What's even more amazing is that it operates offline. Like Kindle's dictionary function, X-Ray is downloaded and stored locally. Unfortunately, it isn't for everything: while X-Ray is available for the massively popular A Dance With Dragons, it isn't available for the independently published A Crooked City (by our own Ryan Whitwam). To activate X-Ray, just tap the center of the reading screen to pull up the menu, then tap the "X" icon in the top menu bar.

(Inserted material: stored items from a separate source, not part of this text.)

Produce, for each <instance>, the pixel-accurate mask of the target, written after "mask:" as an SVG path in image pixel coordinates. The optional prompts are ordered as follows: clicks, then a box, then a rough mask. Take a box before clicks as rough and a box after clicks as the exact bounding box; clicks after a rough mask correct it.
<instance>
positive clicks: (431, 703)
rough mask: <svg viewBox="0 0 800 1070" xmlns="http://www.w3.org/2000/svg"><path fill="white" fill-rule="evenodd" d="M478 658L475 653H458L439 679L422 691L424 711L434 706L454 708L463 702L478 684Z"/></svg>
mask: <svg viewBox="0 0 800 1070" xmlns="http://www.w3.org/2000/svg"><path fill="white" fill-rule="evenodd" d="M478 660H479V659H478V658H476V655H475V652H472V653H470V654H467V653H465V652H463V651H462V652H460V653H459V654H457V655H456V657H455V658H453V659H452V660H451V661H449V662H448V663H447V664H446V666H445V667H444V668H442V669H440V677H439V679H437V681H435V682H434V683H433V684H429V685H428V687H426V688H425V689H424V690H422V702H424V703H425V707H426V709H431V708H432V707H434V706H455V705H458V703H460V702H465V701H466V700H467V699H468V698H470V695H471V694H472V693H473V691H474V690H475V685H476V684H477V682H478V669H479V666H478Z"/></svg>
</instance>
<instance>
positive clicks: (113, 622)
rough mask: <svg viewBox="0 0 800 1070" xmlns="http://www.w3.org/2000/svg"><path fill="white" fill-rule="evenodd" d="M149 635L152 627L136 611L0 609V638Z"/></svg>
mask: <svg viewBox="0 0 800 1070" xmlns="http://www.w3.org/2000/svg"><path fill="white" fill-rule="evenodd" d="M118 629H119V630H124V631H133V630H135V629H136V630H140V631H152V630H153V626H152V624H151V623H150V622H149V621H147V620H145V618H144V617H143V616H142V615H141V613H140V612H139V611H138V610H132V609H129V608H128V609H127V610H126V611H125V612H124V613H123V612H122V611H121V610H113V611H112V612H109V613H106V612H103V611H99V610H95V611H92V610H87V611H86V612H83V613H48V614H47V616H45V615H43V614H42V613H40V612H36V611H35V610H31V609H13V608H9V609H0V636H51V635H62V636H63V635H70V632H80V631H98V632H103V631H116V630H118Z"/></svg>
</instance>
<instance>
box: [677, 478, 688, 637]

Students reading textbooks in the Kindle app can now create flash cards based on the content of those books. Unfortunately these are limited to textbooks, and apparently even those are limited - I couldn't activate the feature on a photography manual I own, for example. Those of you who prefer audiobooks and who have taken advantage of the "add narration" option (which bundles an Audible audiobook with a standard Kindle book purchase) can now play the audiobook starting on your current "paper" book page, switching between the text and audio whenever you like.

Notifications for the Kindle app now include both content downloads and promotional deals from Amazon, both of which can be disabled in the settings menu. The app also has an "improved library search," though exactly what has been improved wasn't elaborated. The usual bug fixes are tacked on to the end of the update.